Technical Hurdles Delay Drone Deliveries

3/21/15
from The Wall Street Journal,
3/20/15:

Battery life and weather at least as daunting as pending regulation, say developers.

Companies hoping to use drones to deliver small packages are confronting technical hurdles such as battery life and weather that are at least as vexing as proposed U.S. regulatory limits. Retail and shipping companies including Amazon.com Inc.,Alibaba Group Holding Ltd., and Deutsche Post DHL AG have been among the most enthusiastic supporters, seeing drones as potentially transforming their businesses. But hurdles including short battery life and unreliable location data suggest it could be years before armies of drones replace FedEx and UPS vans. Companies also face obstacles such as bad weather, aggressive birds and gun-toting neighbors.

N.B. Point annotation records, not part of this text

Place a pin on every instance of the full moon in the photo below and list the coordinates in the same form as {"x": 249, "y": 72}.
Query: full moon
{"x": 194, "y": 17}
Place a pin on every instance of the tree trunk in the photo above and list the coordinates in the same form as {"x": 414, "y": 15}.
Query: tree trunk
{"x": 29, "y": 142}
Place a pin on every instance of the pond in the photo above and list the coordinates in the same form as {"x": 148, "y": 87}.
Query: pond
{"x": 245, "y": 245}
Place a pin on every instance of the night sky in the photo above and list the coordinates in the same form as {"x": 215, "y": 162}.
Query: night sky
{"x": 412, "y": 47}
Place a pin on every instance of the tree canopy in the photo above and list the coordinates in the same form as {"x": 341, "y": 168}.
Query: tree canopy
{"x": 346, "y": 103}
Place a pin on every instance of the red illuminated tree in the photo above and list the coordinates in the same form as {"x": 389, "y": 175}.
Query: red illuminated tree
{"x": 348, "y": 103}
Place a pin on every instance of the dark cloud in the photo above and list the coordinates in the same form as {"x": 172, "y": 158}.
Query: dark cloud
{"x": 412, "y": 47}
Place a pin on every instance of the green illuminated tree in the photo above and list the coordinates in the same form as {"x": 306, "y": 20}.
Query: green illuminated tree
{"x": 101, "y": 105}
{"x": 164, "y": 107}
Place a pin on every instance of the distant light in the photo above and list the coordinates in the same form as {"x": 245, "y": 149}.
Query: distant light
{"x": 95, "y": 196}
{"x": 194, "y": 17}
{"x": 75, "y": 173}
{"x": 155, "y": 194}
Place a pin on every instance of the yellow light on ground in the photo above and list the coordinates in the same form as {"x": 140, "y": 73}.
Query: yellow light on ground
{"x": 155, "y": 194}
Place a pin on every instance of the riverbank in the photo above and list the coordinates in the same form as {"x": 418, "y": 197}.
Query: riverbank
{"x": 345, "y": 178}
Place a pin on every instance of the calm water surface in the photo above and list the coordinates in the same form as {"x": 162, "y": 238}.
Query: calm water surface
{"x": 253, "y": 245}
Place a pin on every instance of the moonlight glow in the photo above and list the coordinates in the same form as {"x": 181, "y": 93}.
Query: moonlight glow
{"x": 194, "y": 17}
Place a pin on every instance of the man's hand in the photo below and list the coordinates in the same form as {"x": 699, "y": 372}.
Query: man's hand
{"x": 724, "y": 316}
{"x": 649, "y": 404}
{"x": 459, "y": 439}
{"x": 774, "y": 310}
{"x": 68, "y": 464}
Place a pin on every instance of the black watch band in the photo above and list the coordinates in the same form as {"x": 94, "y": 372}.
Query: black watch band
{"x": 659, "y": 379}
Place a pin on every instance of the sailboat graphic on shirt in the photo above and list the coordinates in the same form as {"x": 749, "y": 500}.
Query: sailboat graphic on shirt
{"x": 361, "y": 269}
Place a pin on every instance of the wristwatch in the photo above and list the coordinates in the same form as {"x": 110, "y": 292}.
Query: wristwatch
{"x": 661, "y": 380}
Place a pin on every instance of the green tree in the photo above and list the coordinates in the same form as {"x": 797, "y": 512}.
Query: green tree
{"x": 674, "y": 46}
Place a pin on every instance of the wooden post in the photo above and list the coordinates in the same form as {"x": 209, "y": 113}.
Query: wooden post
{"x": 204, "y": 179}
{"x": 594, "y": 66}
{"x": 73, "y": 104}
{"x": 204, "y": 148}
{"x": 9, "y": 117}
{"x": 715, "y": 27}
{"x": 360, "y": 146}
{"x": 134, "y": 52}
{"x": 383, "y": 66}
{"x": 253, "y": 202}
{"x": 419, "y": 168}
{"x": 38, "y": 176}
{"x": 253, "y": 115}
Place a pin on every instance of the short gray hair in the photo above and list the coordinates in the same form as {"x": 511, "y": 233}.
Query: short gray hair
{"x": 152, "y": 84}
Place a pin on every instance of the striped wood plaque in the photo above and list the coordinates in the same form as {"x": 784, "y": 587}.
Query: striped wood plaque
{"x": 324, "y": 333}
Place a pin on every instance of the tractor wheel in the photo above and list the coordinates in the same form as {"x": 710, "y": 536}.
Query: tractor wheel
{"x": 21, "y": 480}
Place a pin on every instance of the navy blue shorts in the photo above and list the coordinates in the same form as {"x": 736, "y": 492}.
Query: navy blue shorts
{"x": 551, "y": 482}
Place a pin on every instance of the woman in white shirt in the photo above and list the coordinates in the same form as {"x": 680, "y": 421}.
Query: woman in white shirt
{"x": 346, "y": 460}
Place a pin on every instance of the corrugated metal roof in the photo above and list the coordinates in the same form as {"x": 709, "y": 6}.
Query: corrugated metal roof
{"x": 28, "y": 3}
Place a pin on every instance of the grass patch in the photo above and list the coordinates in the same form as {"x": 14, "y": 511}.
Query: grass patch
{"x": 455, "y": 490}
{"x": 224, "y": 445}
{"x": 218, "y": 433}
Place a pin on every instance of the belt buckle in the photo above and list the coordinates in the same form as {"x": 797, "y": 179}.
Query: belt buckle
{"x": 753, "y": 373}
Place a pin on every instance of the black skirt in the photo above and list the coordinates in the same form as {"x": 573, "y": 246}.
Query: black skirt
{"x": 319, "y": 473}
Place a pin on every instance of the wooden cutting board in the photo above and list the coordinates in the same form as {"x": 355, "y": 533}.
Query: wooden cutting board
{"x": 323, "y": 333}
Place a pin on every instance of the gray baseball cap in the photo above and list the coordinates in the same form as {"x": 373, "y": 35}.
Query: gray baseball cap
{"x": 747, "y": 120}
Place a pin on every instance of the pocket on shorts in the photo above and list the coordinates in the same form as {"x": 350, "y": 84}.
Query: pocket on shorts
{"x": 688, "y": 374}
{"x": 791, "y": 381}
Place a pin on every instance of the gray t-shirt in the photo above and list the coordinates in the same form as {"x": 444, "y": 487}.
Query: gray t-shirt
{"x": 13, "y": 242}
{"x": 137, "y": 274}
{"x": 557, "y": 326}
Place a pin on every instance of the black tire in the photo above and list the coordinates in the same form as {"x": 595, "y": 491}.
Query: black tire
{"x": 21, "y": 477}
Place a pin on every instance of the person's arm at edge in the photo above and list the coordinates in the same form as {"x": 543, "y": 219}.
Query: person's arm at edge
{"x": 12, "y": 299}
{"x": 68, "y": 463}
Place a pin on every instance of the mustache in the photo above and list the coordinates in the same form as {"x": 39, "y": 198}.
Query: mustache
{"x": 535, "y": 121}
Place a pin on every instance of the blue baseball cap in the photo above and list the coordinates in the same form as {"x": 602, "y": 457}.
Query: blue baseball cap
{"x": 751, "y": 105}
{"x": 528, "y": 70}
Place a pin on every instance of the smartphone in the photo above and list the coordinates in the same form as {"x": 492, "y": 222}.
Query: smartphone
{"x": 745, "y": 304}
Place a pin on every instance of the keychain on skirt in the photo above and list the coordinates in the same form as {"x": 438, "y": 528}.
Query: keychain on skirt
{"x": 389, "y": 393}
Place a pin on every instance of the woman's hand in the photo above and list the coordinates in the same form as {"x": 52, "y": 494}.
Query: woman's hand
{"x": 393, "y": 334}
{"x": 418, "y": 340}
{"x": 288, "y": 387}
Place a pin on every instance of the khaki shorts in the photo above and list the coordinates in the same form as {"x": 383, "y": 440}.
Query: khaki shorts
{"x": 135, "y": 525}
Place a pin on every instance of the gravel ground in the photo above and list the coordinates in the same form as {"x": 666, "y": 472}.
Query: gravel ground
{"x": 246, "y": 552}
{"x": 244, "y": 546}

Delivery drones “are absolutely viable, but there are a lot of technical hurdles that have to be crossed,” said Nicholas Roy, a robotics professor at the Massachusetts of Institute of Technology and the former head of Google Inc.’s drone-delivery project. “We are very much in the prototype stage.” The top two U.S. private package delivery companies think drone delivery won’t fly soon. FedEx Corp. and United Parcel Service Inc. say the technology remains far from market ready. “There remain numerous reasons why drones are not a feasible delivery technology at this time,” UPS said last month.